Una vez más, me voy del tema, si es que lo hubiese. Y es que comenzaba hablando del precio de las cosas, sí. Pero lo cierto es que la propia vida, pero la política también, es muy injusta en la aplicación de los precios e, incluso, cuando pretende ser igualitaria, comete errores de bulto en los que terminan pagando las personas más inocentes. Por ejemplo, cuando se hacen políticas para beneficiar las contrataciones de mujeres se termina perjudicando a hombres, personas trabajadoras que en la mayoría de los casos jamás discriminaron a ninguna mujer, en favor de esas mujeres porque las empresas, que son las que han cometido ese tipo de discriminaciones, son además las que se terminan beneficiando obteniendo con ello beneficios fiscales o reducciones de cuotas. ¿A que visto de ese modo cambia el sentido de lo que se hace o se defiende? Esto se podría trasladar a muchas acciones de discriminación positiva y que harían plantearse si el Estado debería saltarse la igualdad en el trato para justificar la lucha contra la propia desigualdad que está persiguiendo. Y ya me estoy metiendo en charcos, si es que no lo puedo evitar.

Ahora pareciera que la oposición al Gobierno, en tropel, están centrando su labor en intentar judicializar y exponer posibles causas contra la mujer del presidente del Gobierno. Ese es el precio que la oposición está poniendo a la continuidad de la legislatura. Sinceramente, y más allá de lo que pueda suponer que la mujer de Sánchez hubiese cometido cualquier delito, esto no tendría que afectar al propio presidente, ni a su Gobierno, ni al PSOE, a no ser que se demostrara que existe una implicación de estos en una posible trama que generara en ese tráfico de influencias de Begoña Gómez.

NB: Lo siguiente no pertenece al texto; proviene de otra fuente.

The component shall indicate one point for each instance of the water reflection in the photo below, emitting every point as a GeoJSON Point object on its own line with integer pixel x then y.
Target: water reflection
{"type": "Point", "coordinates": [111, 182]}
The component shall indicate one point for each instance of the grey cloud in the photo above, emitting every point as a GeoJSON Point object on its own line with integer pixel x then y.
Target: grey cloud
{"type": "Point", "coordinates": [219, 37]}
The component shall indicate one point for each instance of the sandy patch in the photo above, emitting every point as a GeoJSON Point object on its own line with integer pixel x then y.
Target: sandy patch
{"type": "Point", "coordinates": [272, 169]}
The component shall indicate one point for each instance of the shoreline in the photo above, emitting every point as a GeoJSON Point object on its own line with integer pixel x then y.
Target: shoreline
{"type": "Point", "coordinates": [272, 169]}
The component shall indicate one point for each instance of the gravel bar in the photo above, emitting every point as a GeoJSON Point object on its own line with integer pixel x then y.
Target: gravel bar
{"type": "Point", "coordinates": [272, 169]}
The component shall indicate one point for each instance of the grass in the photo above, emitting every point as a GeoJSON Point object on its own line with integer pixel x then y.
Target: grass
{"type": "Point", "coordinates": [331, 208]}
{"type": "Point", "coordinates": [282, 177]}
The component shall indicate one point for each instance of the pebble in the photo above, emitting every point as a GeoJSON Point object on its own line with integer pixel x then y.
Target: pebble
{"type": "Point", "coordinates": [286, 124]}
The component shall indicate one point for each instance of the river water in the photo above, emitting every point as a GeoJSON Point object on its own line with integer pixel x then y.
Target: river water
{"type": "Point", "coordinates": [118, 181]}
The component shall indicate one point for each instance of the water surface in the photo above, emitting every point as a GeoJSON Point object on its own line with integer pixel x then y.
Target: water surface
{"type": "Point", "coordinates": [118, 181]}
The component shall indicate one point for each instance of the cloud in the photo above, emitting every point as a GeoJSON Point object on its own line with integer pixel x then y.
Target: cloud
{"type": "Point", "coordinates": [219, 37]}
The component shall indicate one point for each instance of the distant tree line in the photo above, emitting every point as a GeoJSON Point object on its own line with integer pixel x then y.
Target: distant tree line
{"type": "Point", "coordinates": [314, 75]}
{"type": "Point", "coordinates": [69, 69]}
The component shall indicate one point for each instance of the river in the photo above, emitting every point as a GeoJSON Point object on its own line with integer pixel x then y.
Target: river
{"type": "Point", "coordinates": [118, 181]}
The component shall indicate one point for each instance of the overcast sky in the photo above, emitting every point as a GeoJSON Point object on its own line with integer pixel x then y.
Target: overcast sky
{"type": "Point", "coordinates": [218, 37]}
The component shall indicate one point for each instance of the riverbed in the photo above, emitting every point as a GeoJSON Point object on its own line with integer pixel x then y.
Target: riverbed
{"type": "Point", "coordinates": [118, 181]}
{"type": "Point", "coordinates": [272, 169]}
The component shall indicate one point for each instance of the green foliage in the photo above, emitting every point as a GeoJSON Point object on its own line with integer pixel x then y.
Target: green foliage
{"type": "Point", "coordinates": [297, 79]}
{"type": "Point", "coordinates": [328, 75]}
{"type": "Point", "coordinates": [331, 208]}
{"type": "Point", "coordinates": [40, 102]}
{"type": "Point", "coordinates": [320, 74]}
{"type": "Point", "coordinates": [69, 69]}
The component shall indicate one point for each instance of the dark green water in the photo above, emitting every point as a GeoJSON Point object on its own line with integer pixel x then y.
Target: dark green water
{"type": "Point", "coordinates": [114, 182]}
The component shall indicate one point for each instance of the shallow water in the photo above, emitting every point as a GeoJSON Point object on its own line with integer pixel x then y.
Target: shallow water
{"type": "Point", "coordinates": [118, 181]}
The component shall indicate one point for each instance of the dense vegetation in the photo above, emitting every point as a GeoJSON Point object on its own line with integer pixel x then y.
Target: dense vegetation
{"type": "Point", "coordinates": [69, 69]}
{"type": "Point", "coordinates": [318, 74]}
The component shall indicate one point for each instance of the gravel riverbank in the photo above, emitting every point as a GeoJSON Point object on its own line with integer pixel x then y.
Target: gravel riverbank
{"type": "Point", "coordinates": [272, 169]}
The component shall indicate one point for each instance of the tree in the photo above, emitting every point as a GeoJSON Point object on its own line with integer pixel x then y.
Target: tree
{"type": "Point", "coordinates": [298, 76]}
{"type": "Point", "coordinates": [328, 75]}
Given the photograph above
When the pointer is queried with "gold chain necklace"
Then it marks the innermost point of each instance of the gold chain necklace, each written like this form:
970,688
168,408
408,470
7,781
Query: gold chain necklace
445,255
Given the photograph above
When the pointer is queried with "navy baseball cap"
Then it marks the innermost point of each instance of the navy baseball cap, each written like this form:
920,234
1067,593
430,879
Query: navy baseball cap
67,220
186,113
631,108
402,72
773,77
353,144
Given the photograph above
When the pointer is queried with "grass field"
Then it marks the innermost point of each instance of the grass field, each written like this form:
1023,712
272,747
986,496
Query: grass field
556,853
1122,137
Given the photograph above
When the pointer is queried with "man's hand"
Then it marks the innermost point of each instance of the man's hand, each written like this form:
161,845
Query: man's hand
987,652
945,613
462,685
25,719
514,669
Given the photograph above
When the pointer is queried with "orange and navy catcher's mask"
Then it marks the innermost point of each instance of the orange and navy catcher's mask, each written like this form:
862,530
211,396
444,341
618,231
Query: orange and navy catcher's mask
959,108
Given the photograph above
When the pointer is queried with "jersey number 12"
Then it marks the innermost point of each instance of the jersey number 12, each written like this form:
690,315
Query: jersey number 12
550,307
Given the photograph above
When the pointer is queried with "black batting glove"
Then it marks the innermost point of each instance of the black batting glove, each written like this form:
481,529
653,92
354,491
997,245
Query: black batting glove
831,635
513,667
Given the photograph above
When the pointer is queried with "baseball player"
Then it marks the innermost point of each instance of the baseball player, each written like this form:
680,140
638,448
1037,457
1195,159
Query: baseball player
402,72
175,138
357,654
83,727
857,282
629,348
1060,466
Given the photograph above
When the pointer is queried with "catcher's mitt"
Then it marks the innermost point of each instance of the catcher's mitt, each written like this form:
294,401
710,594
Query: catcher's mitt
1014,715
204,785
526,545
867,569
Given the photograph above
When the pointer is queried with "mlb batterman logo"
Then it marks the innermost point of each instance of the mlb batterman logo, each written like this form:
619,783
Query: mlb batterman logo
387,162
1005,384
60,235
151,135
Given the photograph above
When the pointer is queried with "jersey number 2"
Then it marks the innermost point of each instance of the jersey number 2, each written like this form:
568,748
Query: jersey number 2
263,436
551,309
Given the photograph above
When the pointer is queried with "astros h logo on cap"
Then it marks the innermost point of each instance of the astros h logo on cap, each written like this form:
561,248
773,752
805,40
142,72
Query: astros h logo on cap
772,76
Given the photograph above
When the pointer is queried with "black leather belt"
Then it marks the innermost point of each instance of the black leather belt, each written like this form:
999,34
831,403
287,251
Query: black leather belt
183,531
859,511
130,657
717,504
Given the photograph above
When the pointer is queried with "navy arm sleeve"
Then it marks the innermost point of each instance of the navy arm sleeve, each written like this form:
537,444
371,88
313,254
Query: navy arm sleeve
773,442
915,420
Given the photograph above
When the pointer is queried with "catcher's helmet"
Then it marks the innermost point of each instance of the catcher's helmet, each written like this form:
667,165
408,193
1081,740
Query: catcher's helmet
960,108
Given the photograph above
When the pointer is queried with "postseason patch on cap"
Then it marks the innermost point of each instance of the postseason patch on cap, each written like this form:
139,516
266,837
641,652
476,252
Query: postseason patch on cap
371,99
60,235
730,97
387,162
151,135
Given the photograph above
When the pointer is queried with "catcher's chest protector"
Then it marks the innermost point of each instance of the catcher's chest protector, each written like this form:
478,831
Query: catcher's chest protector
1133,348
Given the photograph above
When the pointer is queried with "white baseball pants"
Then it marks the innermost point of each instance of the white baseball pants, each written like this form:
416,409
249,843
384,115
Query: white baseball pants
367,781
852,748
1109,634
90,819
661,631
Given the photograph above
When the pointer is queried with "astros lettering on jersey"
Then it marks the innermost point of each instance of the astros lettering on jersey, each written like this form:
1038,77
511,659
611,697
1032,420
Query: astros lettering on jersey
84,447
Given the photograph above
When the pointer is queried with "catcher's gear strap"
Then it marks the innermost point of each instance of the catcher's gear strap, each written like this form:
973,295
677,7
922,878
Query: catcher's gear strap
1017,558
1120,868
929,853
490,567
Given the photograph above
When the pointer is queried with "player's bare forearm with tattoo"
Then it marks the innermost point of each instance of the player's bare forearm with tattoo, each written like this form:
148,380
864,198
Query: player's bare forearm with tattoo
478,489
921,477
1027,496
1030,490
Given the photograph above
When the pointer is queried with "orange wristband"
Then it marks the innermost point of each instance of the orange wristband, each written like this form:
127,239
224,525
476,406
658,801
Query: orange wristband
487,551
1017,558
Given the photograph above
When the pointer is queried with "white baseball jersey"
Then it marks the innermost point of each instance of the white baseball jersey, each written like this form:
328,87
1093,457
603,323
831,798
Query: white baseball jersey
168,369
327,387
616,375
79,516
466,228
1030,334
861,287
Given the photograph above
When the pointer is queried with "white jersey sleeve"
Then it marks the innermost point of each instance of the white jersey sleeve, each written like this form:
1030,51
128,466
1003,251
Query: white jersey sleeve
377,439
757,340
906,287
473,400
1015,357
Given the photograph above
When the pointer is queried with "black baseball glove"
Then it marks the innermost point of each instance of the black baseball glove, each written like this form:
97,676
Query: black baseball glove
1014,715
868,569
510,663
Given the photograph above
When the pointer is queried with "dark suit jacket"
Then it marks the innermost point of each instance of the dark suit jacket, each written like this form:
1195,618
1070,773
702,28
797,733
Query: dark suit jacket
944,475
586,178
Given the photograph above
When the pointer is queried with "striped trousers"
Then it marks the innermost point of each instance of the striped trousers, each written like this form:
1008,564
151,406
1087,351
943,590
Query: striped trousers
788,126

No trato, con ello, de defender a Sánchez ni a su mujer, pero si el precio de apostar por acabar con un Gobierno es lo que hasta el momento hay sobre la mesa en este caso creo que el aparentar de la oposición se ha trasladado más a la mesa camilla de un programa de cotilleos que a una legislatura seria, algo sintomático del momento político en el que estamos y de la caída en la trampa de los cruces de acusaciones a Ayuso y a cualquier miembro de la derecha que se mueva más de la cuenta.

Con la de temas importantes que hay sobre la mesa, con lo que le pesa a la ciudadanía la subida del IPC, con lo que les cuesta a las familias llegar a final de mes y pagar cada carro de la compra. Con lo jugoso que resulta el caso de la aprobación de la amnistía y tantas y tantas causas, aferrarse al caso de Begoña Gómez creo que es un error estratégico que busca un desgaste que, finalmente, se les podría volver en contra. Y me jugaría lo que fuera a que en el PSOE están esperando ese momento. Y hasta que no llegue Sánchez no convocará elecciones. Es, sin duda, un precio muy alto para un pescado que, aparentemente podrido, podría terminar comiéndoselo la oposición intoxicándose con él. Y si no, tiempo al tiempo.